POLITICS
03/01/2012 10:40 EST | Updated 05/01/2012 05:12 EDT

Nova Scotia takes scalpel to health costs, but critics say it's not enough

HALIFAX - Nova Scotia's health boards will merge administrative services such as payroll and laundry in an attempt to rein in costs of the province's $3.8 billion health care system, Health Minister Maureen MacDonald announced Thursday.

The move is expected to save between $7 million and $8.8 million over the next 18 months, and as many as 128 jobs could be cut, including 11 to 20 vice-president and director positions, MacDonald said.

"With less than a million people to care for, we cannot afford to be duplicating roles in administration that can be merged into stronger, leaner models," MacDonald told a news conference.

She said there could be as much as $52 million saved annually once services are fully merged.

"I feel very good about this initiative," she said. "But I will feel even better as I see the accumulation of the savings year-over-year and in health care, that's what we need to be looking for."

MacDonald said the nine district health authorities and the IWK Health Centre in Halifax would merge services including laundry, payroll, supply purchases and general administration. Information technology and human resources would also be merged at a later date, she added.

The changes were recommended after a three-month, $98,000 report by consulting firm Ernst & Young that was commissioned by the government.

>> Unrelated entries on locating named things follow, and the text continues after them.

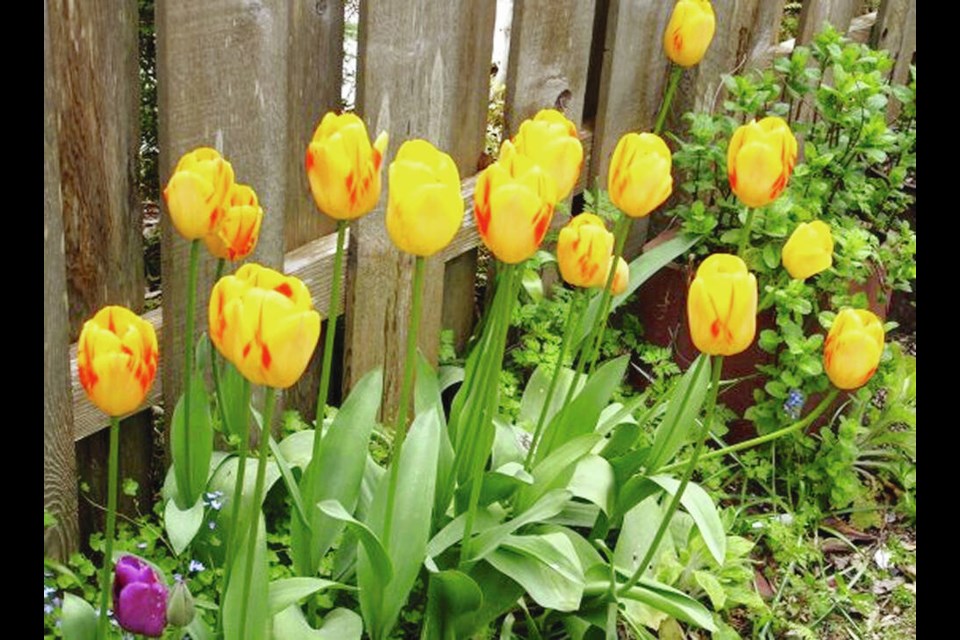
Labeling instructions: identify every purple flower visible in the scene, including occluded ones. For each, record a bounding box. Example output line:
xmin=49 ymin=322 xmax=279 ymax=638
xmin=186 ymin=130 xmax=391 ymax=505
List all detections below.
xmin=113 ymin=556 xmax=167 ymax=638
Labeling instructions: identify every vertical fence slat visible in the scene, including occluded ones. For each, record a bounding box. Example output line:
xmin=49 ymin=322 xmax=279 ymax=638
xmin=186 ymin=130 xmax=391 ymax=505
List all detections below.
xmin=797 ymin=0 xmax=863 ymax=44
xmin=156 ymin=0 xmax=290 ymax=436
xmin=50 ymin=0 xmax=144 ymax=340
xmin=284 ymin=0 xmax=343 ymax=419
xmin=43 ymin=2 xmax=77 ymax=560
xmin=345 ymin=0 xmax=495 ymax=419
xmin=504 ymin=0 xmax=596 ymax=135
xmin=667 ymin=0 xmax=785 ymax=120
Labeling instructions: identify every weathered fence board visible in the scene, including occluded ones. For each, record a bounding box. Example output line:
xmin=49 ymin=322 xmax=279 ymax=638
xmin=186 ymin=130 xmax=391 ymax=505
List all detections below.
xmin=157 ymin=0 xmax=290 ymax=436
xmin=503 ymin=0 xmax=596 ymax=135
xmin=43 ymin=2 xmax=77 ymax=560
xmin=50 ymin=0 xmax=144 ymax=339
xmin=345 ymin=0 xmax=495 ymax=419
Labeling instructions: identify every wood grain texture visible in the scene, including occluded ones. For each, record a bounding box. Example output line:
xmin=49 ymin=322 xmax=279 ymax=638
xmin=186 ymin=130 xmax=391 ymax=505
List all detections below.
xmin=156 ymin=0 xmax=291 ymax=436
xmin=504 ymin=0 xmax=597 ymax=135
xmin=797 ymin=0 xmax=863 ymax=44
xmin=49 ymin=0 xmax=144 ymax=339
xmin=344 ymin=0 xmax=495 ymax=420
xmin=43 ymin=2 xmax=77 ymax=561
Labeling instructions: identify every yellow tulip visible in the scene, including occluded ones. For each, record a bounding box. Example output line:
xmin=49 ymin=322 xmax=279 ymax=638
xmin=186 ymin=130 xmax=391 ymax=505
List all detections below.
xmin=203 ymin=184 xmax=263 ymax=261
xmin=306 ymin=113 xmax=387 ymax=220
xmin=663 ymin=0 xmax=717 ymax=67
xmin=607 ymin=133 xmax=673 ymax=218
xmin=77 ymin=306 xmax=159 ymax=416
xmin=557 ymin=213 xmax=613 ymax=287
xmin=513 ymin=109 xmax=583 ymax=202
xmin=473 ymin=140 xmax=557 ymax=264
xmin=207 ymin=263 xmax=320 ymax=389
xmin=727 ymin=116 xmax=797 ymax=207
xmin=163 ymin=147 xmax=233 ymax=240
xmin=687 ymin=253 xmax=757 ymax=356
xmin=610 ymin=256 xmax=630 ymax=296
xmin=823 ymin=309 xmax=883 ymax=390
xmin=783 ymin=220 xmax=833 ymax=280
xmin=386 ymin=140 xmax=464 ymax=258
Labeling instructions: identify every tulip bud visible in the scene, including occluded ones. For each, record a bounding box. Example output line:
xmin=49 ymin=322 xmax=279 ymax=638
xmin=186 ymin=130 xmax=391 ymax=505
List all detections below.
xmin=823 ymin=309 xmax=884 ymax=390
xmin=473 ymin=140 xmax=557 ymax=264
xmin=207 ymin=263 xmax=320 ymax=389
xmin=727 ymin=116 xmax=797 ymax=207
xmin=167 ymin=580 xmax=196 ymax=627
xmin=77 ymin=306 xmax=158 ymax=416
xmin=113 ymin=556 xmax=168 ymax=638
xmin=163 ymin=147 xmax=233 ymax=240
xmin=386 ymin=140 xmax=464 ymax=258
xmin=306 ymin=113 xmax=387 ymax=220
xmin=610 ymin=256 xmax=630 ymax=296
xmin=783 ymin=220 xmax=833 ymax=280
xmin=557 ymin=213 xmax=613 ymax=287
xmin=607 ymin=133 xmax=673 ymax=218
xmin=687 ymin=253 xmax=757 ymax=356
xmin=513 ymin=109 xmax=583 ymax=202
xmin=203 ymin=184 xmax=263 ymax=261
xmin=663 ymin=0 xmax=717 ymax=67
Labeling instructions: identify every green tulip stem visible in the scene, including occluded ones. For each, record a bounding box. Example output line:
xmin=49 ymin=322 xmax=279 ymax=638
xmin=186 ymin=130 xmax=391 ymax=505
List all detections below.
xmin=737 ymin=207 xmax=757 ymax=258
xmin=97 ymin=416 xmax=120 ymax=640
xmin=587 ymin=213 xmax=633 ymax=374
xmin=523 ymin=288 xmax=583 ymax=471
xmin=659 ymin=389 xmax=839 ymax=473
xmin=179 ymin=240 xmax=200 ymax=495
xmin=458 ymin=264 xmax=519 ymax=569
xmin=383 ymin=256 xmax=427 ymax=546
xmin=616 ymin=356 xmax=723 ymax=596
xmin=653 ymin=64 xmax=683 ymax=135
xmin=311 ymin=220 xmax=348 ymax=460
xmin=216 ymin=378 xmax=250 ymax=604
xmin=240 ymin=387 xmax=277 ymax=640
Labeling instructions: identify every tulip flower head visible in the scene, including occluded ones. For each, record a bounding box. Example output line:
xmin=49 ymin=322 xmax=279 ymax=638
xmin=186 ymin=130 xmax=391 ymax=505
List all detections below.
xmin=557 ymin=213 xmax=613 ymax=287
xmin=203 ymin=184 xmax=263 ymax=261
xmin=663 ymin=0 xmax=717 ymax=67
xmin=113 ymin=556 xmax=168 ymax=638
xmin=473 ymin=140 xmax=557 ymax=264
xmin=386 ymin=140 xmax=464 ymax=257
xmin=783 ymin=220 xmax=833 ymax=280
xmin=823 ymin=309 xmax=884 ymax=390
xmin=77 ymin=306 xmax=159 ymax=416
xmin=513 ymin=109 xmax=583 ymax=202
xmin=607 ymin=133 xmax=673 ymax=218
xmin=610 ymin=256 xmax=630 ymax=296
xmin=163 ymin=147 xmax=233 ymax=240
xmin=208 ymin=263 xmax=320 ymax=389
xmin=727 ymin=116 xmax=797 ymax=207
xmin=306 ymin=113 xmax=387 ymax=220
xmin=687 ymin=253 xmax=757 ymax=356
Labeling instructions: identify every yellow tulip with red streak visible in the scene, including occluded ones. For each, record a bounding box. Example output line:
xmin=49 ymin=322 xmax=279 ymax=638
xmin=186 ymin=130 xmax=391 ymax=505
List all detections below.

The consultant concluded that savings could be found through the privatization of some services including laundry, where it said up to $2.8 million could be saved in the first year.

Instead, the government is opting to consolidate laundry services by creating so-called regional hub facilities that would serve a number of hospitals. That move is expected to save up to $600,000, the Health Department said.

MacDonald said she made that decision because she didn't want to see good wages and benefits eroded.

"That frequently is what occurs when you outsource a particular job such as laundry services," she said.

Danny Cavanaugh, Nova Scotia president of the Canadian Union of Public Employees, said his 3,500 members would be happy to hear that privatization has been dismissed as an option for now.

"But we are concerned about what the future holds," Cavanaugh said.

"Clearly with the Ernst & Young report, they are piecemealing stuff together ... and we will need to see what comes out of that."

Opposition Liberal health critic Leo Glavine said the merger was a "minor approach" to dealing with the larger issue of overall health care reform.

He said the district health authorities are already under orders to find $46 million in savings across the system.

"Essentially, this government is hoping that cuts are actually going to bring about reform, rather than the minister and government directing reform," Glavine said.

Conservative health critic Chris d'Entremont said the government's announcement amounted to "nickel and diming" the health care system, given it's massive budget.

He said more could be done by trimming the number of health authorities.

"When they went to one (health authority) in Alberta, they saved about $1 billion," he said. "I'm sure we can find more dollars in this kind of exercise."

Nova Scotia's largest expenditure is health care, taking up about 40 per cent of the province's budget.